Anthony aims to complete his apprenticeship and progress his career as an electrician working with his current employers.


Shane Ginn, senior manager with Mace and former scaffolding apprentice

Shane has been working in senior construction management at Battersea Power Station for several years, and before that at many other sites. But his career didn’t start out with an advanced educational qualification (for instance a university degree). Shane started out in the world of work as an apprentice scaffolder. Today he is Senior Working At Height Manager for Mace – a very important role at the Power Station – and previously he was a Senior Project Manager with QFS, also working at Battersea.

“Battersea Power Station is the most energising place I have ever worked during 36 years in the construction industry,” says Shane. “The opportunities here are amazing, for everyone from local people who may be unemployed to recent graduates, and that’s especially true for apprentices here on the site.
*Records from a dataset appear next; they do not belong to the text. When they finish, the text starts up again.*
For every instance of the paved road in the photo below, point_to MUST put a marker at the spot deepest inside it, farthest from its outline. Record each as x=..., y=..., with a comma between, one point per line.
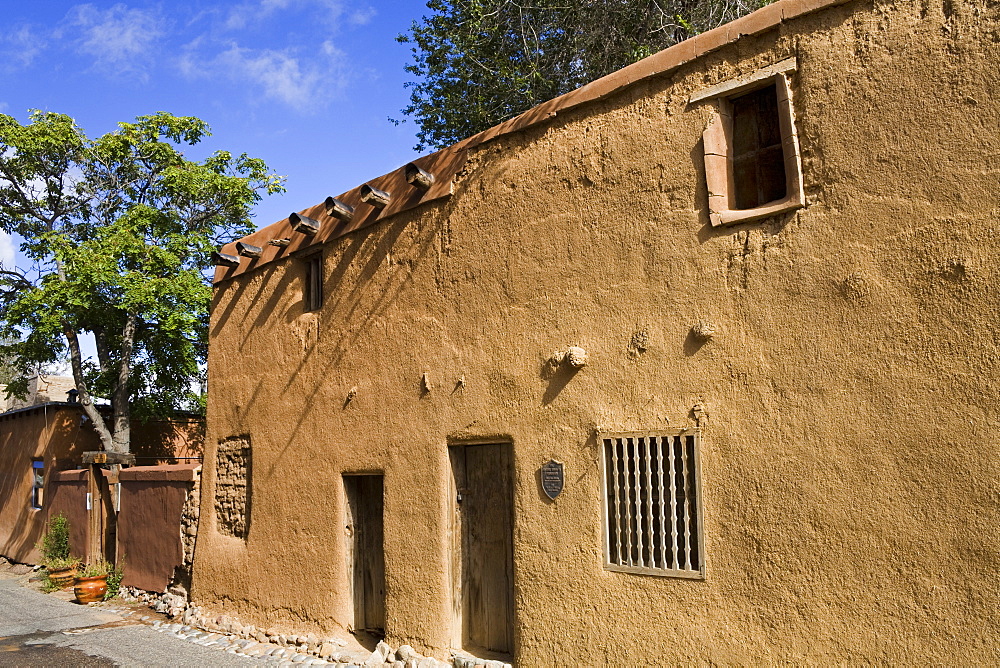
x=41, y=630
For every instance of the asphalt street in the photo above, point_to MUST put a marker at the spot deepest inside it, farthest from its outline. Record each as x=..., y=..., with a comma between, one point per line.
x=43, y=630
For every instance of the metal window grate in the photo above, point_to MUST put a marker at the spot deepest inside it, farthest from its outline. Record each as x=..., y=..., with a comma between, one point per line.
x=653, y=504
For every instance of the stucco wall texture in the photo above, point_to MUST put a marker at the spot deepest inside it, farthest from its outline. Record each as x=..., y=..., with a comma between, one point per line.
x=849, y=436
x=51, y=433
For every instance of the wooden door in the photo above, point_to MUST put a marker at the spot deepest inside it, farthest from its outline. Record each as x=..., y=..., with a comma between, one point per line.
x=365, y=551
x=484, y=515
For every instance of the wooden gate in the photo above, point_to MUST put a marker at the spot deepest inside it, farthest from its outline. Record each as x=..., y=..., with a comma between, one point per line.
x=365, y=551
x=482, y=546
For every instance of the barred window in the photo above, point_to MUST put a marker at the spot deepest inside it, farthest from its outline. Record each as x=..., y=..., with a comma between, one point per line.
x=653, y=518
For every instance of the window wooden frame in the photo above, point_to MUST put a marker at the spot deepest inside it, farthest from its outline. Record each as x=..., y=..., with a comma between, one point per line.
x=718, y=146
x=312, y=293
x=37, y=483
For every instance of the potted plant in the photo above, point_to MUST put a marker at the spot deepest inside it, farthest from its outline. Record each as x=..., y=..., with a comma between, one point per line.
x=61, y=571
x=60, y=567
x=91, y=583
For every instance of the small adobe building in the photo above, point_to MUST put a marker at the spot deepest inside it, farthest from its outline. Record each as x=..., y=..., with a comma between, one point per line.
x=697, y=363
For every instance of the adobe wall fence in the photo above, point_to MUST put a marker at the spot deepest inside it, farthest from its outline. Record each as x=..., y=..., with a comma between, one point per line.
x=156, y=523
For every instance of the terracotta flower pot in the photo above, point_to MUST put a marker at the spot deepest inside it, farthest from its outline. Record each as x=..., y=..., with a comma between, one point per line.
x=62, y=577
x=90, y=590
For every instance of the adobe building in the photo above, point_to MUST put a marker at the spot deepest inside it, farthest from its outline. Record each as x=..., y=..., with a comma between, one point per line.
x=695, y=364
x=42, y=441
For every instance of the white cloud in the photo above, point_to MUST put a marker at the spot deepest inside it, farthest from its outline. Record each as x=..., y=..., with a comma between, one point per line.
x=281, y=75
x=20, y=47
x=285, y=75
x=362, y=17
x=6, y=251
x=120, y=39
x=256, y=12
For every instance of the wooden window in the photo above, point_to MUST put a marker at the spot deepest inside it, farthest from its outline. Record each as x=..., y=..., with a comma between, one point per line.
x=653, y=516
x=37, y=483
x=313, y=296
x=752, y=164
x=758, y=164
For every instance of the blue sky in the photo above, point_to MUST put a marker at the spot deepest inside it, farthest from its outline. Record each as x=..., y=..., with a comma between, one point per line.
x=307, y=85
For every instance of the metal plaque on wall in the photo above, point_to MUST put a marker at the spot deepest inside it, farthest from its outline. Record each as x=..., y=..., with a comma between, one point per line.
x=552, y=478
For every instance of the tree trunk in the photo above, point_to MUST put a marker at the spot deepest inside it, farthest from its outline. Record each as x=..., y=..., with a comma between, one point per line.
x=120, y=395
x=76, y=361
“I’d recommend apprenticeship as a way of starting off your career to anyone. It has several major advantages over taking the pathway into higher education. Firstly, you earn money while you’re an apprentice, and you don’t run up a big debt the way university graduates do – your employer pays for your training. Secondly, it’s particularly suitable for those who may feel they’ve had enough time in the classroom: you’ll be doing real work in the real world straight away. And thirdly, the skills you build are directly relevant to getting a job: you’re being trained by employers, not by academics.

“There’s a perception that apprenticeship leads at best to a career as a tradesman and if you want to achieve professional status – or move up the management ladder – you need a degree, but it’s not true. Many apprenticeships, for example in engineering, lead to the same chartered status that graduates in the field will be looking to achieve. And you can definitely move into management as a former apprentice: I’m living proof of that.”


Rachel Penfold

Rachel Penfold is an apprentice engineer with Careys working on phase two at Battersea Power Station, and finds the experience of being a woman in construction a very positive one.

“When I first started on site it was a little intimidating, almost scary, being the only woman,” she says. “But actually the guys were really welcoming and helpful. Now the experience of working in construction feels completely normal.

“I decided to go into carpentry at first and I was an apprentice with Bouygues for two years. Then I was self-employed, and then I decided to become an apprentice again, this time in civil engineering.”

Rachel is keen to praise the organisation, Women into Construction, which helped her find her current apprenticeship at Battersea Power Station.

She said: “I would not be where I am today without Women into Construction, because they helped me with courses, they helped me get my job.

“For most of the week I am ‘setting out’ construction work at the Battersea Power Station regeneration. Carey’s is a great company to be an apprentice with, everything is well organised and the cost of all our valuable training is covered.

“Working on Battersea Power Station is an amazing experience. It is the biggest and most iconic site. I am proud to work here.”